Kayak campers will be affected by waterproofing features and the overall size of the stuff sack, while weight may not be much of a concern. Backpackers need size and weight to be reduced so DIY options may be best. Other campers can largely ignore this information and choose the bug net that best fits their needs.
There is a bit of a sport to seeing who can get the lightest pack and still camp comfortably these days as some consider a bug net to be a luxury item (not us!), you should aim to minimize its impact on your pack. The vast majority of bug nets are under 24oz. with the average hovering around 16oz. (1 lbs.). The lightest bug net on the market is 9.8oz.
Bug nets range from $30 to $125 with varying ranges of quality. Cheaper bug nets will include thicker netting with low breathability, weak seams, and plastic zippers destined for jams. Higher quality products will have solutions for its cheaper competitors’ flaws and come with accessories like carabiners, compression bags. Price is not always indicative of quality, but the two are usually closely related.

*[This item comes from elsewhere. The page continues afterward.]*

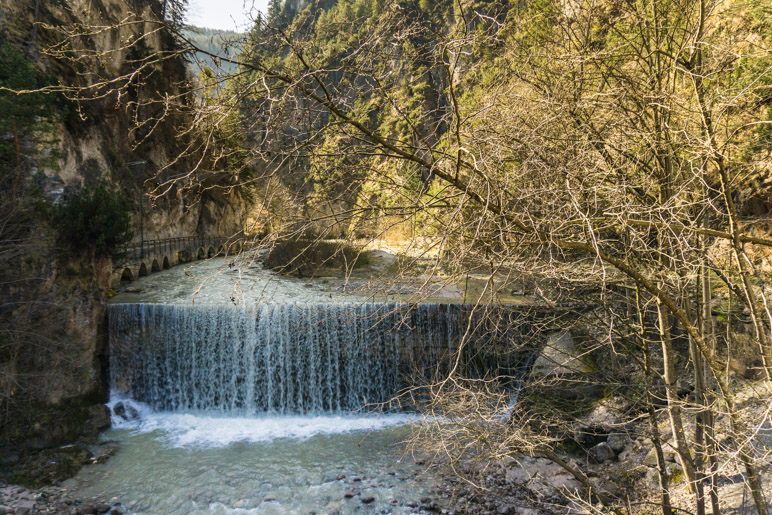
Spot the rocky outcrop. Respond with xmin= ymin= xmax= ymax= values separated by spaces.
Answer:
xmin=0 ymin=0 xmax=248 ymax=484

Horizontal vs. Vertical Entry/Exits
Necessity is the mother of creation. The DIY community never fails to produce innovative solutions the big corporations seem to miss. For those unafraid of busting out a sewing machine, the world is your oyster when it comes to hammock bug nets. While there is endless DIY options out there, we highlight some of the top setups for you to peruse.
How to Make a DIY Hammock Bug Net
The Ultra Minimalist DIY
So what if none of these pre-fabbed bug nets are right for you? Whether you consider yourself a DIYer or not, creating a homemade bug net is not as difficult as you might think. The simplest DIY solution is to buy a lace sheet from Wal-Mart and drape it over yourself throughout the night. This requires no sewing and only about $10.
Simple and effective, but not without drawbacks. The bug net will be laying directly on your body which causes a couple problems. First off bug can still land on the bug net and sting you through the lacing. The countermeasure is to double or triple fold the lace to give you some "breathing room" - well not really. You have essentially added another blanket to your hammock so prepare accordingly. The second issue lays in the fact that anything not covered by the lace will be bitten.. including your face. You must have the fabric laying on your face all night. DIYers have countered this by wearing a forward facing ball cap but it won't negate breathing onto your own face all night.
The Tube/Sock Style DIY
If you have some sewing skills, you can increase the luxury by sewing the large lace sheet into a cylinder, sew a channel for a the guyline, and use rope to secure the ends once inside. This rig is very similar to most of the manufactured options but without zippers, gear loops, etc..
A sewing machine is required for constructing the the guyline channel. If you do not have one, we recommend checking with family or your local tailor. The sewing can be completed very quickly ~10 minutes. This is the DIY bug net solution we most recommend for the average Joe.
To enter or exit this bug net you slide the bug net on or off you similar to drawing a curtain. This method presents some challenges when you are in the hammock so others have designed bottom entry and top entry version.
Bottom entry nets hang loose below the hammock and are tightened by pull cords.
Top entry bug nets rely on extra material folding over the opening.
What is the Best Bug Net for Eno Hammock?
Eno hammocks are far and away the most popular hammock so many of you will find yourself asking this question. The short answer is the bug net from our list at the beginning of this article that best suits your needs. You don't need to pair an ENO hammock with an ENO bug net. Determine your needs, make sure the bug net is large enough to cover the hammock, and pull the trigger.